Just leaving a trail for future Googlers. My colleague did an extensive
search for answers and came up empty.
We ran into an issue after disabling hyperthreading on one of our CentOS
clusters.
Here's the scenario:
- Our compute nodes had hyperthreading enabled while we evaluated the
costs and benefits.
- SLURM was configured to schedule only one job per real core. For
example, nodes with 24 cores / 48 virtual are configured as follows:
NodeName=compute-[029-083] RealMemory=64000 Sockets=2 CoresPerSocket=12
ThreadsP
erCore=1 State=UNKNOWN
- I added a command to /etc/rc.d/rc.local to disable hyperthreading
on the next reboot.
- No changes were made to slurm.conf.
- After rebooting with hyperthreading disabled, certain jobs landing
on the node would fail with the following error:
slurmstepd: Failed task affinity setup
- Restarting the scheduler cleared up the issue.

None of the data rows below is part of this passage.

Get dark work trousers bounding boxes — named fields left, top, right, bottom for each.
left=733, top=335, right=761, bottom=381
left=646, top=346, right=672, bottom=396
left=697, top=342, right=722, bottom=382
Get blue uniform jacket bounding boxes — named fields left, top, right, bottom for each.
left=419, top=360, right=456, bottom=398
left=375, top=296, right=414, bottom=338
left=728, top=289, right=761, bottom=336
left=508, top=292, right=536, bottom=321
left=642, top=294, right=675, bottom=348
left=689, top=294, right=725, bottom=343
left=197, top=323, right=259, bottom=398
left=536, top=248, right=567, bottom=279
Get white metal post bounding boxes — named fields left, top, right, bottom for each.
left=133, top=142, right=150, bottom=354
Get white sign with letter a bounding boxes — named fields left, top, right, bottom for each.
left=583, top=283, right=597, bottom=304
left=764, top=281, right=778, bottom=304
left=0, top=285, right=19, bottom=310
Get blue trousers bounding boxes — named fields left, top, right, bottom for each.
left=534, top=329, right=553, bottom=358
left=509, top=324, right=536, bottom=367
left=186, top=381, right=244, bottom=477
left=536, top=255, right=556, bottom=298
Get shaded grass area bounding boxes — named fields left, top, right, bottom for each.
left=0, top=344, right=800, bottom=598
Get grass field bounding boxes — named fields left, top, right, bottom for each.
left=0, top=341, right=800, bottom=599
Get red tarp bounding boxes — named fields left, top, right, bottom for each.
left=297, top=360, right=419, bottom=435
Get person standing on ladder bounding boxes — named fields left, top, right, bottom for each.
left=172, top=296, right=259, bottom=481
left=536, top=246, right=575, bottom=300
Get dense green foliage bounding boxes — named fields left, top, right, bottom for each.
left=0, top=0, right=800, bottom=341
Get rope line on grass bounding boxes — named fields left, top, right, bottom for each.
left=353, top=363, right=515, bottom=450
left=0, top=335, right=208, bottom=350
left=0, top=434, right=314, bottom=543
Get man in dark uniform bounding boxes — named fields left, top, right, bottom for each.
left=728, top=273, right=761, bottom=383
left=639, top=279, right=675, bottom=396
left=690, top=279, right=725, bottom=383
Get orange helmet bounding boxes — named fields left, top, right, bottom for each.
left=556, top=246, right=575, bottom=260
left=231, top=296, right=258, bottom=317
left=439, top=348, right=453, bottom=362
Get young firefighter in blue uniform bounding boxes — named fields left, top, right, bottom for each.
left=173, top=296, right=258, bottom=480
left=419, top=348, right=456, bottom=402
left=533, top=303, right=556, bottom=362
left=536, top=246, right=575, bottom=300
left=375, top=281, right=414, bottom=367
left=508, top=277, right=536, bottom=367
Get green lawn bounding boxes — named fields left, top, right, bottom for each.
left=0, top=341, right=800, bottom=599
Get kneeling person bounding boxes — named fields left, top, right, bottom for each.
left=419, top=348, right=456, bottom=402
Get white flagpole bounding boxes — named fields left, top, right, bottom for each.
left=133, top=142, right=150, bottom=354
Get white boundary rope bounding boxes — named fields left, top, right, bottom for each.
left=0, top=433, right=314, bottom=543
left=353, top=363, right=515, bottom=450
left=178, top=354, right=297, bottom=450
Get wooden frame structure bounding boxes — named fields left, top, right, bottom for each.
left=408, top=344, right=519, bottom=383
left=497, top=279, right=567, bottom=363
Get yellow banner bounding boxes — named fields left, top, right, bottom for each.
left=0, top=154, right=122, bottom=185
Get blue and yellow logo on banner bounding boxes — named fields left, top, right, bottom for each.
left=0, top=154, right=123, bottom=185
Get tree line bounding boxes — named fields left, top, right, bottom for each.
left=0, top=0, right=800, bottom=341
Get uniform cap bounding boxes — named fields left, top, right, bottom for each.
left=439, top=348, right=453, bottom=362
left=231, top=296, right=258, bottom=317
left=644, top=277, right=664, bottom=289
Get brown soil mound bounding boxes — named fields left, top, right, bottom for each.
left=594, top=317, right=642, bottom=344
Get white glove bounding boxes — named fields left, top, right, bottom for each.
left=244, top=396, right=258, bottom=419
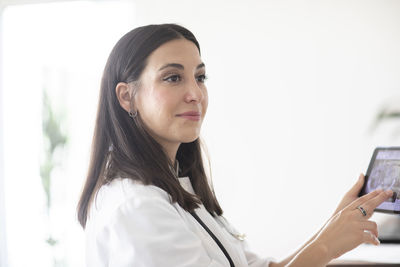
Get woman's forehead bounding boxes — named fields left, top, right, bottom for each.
left=147, top=39, right=202, bottom=70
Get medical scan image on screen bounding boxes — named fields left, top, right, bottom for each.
left=366, top=150, right=400, bottom=212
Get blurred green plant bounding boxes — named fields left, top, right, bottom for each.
left=40, top=89, right=68, bottom=212
left=40, top=89, right=68, bottom=266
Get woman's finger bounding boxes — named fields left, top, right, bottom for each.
left=363, top=232, right=381, bottom=246
left=348, top=189, right=383, bottom=210
left=360, top=190, right=393, bottom=217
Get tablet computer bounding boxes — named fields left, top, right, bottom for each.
left=360, top=147, right=400, bottom=214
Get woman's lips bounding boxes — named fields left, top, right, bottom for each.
left=177, top=111, right=201, bottom=121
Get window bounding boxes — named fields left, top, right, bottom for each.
left=0, top=1, right=134, bottom=267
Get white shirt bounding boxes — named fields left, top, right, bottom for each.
left=85, top=177, right=271, bottom=267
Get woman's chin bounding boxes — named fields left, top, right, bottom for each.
left=181, top=133, right=199, bottom=143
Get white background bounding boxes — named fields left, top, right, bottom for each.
left=0, top=0, right=400, bottom=266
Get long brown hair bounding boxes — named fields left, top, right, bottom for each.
left=77, top=24, right=222, bottom=228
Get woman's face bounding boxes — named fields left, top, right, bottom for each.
left=133, top=39, right=208, bottom=154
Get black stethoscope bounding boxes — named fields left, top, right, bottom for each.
left=170, top=161, right=235, bottom=267
left=190, top=211, right=235, bottom=267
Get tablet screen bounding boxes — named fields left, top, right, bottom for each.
left=363, top=147, right=400, bottom=213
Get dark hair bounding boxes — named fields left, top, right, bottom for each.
left=78, top=24, right=222, bottom=228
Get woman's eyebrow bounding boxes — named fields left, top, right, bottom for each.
left=158, top=63, right=206, bottom=71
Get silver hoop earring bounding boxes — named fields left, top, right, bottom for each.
left=128, top=110, right=137, bottom=119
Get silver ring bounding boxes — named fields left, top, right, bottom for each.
left=357, top=206, right=367, bottom=217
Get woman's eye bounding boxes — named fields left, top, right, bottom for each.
left=163, top=75, right=181, bottom=83
left=197, top=74, right=207, bottom=83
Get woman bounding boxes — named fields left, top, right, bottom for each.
left=78, top=24, right=391, bottom=267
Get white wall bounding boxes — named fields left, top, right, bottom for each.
left=0, top=2, right=7, bottom=267
left=135, top=0, right=400, bottom=258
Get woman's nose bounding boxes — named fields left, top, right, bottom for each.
left=185, top=79, right=204, bottom=103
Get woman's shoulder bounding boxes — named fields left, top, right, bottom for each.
left=89, top=178, right=170, bottom=225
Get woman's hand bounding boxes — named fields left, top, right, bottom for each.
left=313, top=189, right=393, bottom=262
left=332, top=173, right=365, bottom=216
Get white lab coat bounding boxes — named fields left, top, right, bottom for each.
left=85, top=177, right=271, bottom=267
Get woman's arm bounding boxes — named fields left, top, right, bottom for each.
left=270, top=174, right=392, bottom=267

Does anybody know what would cause this? My best hypothesis is that
slurmctld is caching some probed hardware info from slurmd that changed
when hyperthreading was disabled.
Cheers,
Jason
--
All wars are civil wars, because all men are brothers ... Each one owes
infinitely more to the human race than to the particular country in
which he was born.
-- Francois Fenelon